The clinical model, which is always under revision,  seems to be that the
progress of atherosclerosis is affected by hemodynamic factors secondary to
blood pressure and vascular anatomy, to lipid and cholesterol metabolism, to
carbohydrate metabolism,and its interactions with lipids and cholesterol,
and probably to factors having to do with clotting, and inflammatory
reactions. Some of these may have more effect on the formation of the
thrombus, some on the degradation of the vascular wall prior to the
thrombotic event. Also, various authorities (including Mary and Sally),
question one or more parts of this story.

Many people and doctors concerned with prevention or avoidance of CHD,
follow lipid profiles, blood glucose, and blood pressure, not because these
are necessarily the whole story, but because they are thought to be
relevant, they are relatively cheap and non invasive to monitor.But there is
a big unstated assumption: that the only cost to tailoring diets to optimize
these readings is the loss of pleasure. In a Puritan culture like the US,
that is almost a plus.

If cholesterol doesn't count, or at least LDL and total cholesterol taken
alone don't count, things are quite a bit different.
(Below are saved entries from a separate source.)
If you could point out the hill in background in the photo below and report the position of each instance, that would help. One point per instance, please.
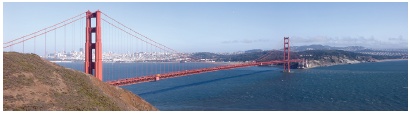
(31, 83)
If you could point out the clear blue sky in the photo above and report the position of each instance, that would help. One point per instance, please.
(230, 27)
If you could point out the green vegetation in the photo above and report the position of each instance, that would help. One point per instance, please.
(31, 83)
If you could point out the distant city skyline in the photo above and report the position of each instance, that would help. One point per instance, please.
(231, 27)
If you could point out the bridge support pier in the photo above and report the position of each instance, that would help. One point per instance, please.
(286, 54)
(95, 67)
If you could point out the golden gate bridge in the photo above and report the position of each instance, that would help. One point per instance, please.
(117, 35)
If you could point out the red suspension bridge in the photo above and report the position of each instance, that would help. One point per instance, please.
(136, 48)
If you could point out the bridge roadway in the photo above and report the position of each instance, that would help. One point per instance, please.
(141, 79)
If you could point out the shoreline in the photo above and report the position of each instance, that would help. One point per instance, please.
(334, 64)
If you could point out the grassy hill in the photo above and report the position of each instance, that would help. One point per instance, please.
(31, 83)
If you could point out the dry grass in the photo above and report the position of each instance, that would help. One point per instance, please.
(31, 83)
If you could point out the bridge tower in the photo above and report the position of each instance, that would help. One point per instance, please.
(286, 54)
(95, 67)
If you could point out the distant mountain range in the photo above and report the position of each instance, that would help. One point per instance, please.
(348, 48)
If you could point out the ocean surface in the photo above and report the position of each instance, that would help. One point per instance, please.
(366, 86)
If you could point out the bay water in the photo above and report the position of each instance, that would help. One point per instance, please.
(354, 87)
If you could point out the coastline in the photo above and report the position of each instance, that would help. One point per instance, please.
(354, 62)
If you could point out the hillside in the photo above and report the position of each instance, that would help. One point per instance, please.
(31, 83)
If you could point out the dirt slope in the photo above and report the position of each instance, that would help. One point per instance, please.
(31, 83)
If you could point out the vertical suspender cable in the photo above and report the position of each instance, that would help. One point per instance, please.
(45, 44)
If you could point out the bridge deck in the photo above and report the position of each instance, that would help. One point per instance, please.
(141, 79)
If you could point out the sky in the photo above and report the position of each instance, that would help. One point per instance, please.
(231, 27)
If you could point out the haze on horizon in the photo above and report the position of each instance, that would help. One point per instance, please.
(230, 27)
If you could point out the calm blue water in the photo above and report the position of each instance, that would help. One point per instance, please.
(365, 86)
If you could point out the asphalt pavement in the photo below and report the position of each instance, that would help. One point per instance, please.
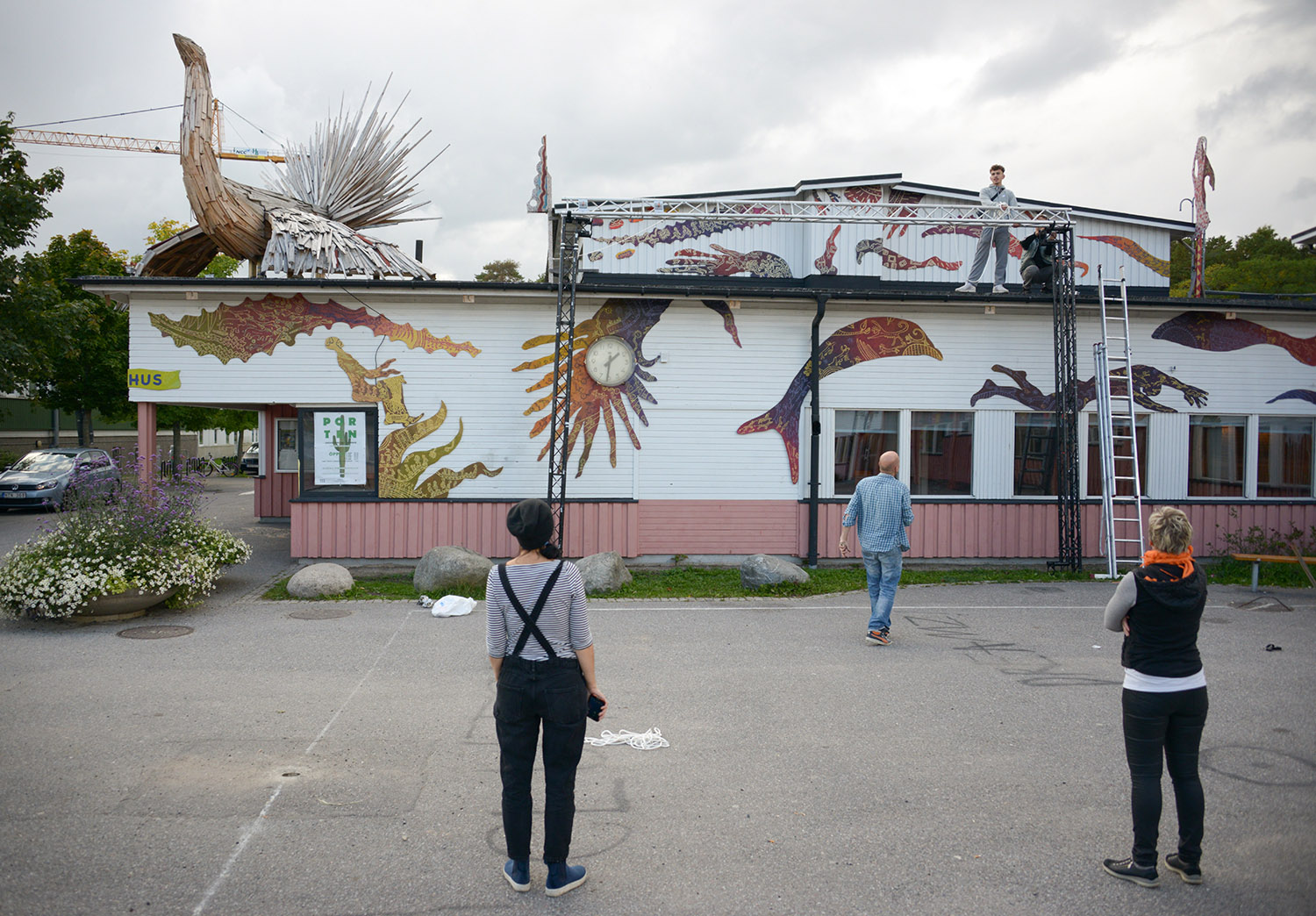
(339, 758)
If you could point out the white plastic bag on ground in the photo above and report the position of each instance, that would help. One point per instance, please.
(447, 605)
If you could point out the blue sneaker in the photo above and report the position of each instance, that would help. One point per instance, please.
(518, 873)
(562, 878)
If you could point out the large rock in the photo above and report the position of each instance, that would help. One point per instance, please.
(603, 573)
(765, 570)
(320, 581)
(444, 568)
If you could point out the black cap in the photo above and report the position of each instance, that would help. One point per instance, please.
(531, 523)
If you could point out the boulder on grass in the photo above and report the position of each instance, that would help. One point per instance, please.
(447, 566)
(765, 570)
(320, 581)
(603, 573)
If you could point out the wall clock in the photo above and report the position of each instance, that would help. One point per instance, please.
(610, 361)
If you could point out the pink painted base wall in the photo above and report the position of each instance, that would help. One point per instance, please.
(1007, 531)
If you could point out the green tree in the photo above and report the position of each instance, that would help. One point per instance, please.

For example there are
many diabetics, and obese people, for whom a relatively low carbohydrate
diet improves blood pressure, contributes to weight loss, and lowers blood
sugar readings. But it may well raise LDL and total cholesterol. If these
people, or more likely their doctors, feel that the degradation in
cholesterol readings dominates the other improvements, they are back to
square one. So what is being treated is a number. It is extremely important
to establish that that number is clinically important, or alternatively,
that it is not.

What would be needed, is an alternate marker, that clinicians and patients
can follow. At the present time, it may possibly expose an MD to malpractice
litigation to ignore cholesterol, the institutional acceptance of the
cholesterol - CHD hypothesis is so great.

Could Mary and Sally suggest blood chemistries, or other markers, that they
feel may be more relevant to the progress of atherosclerosis?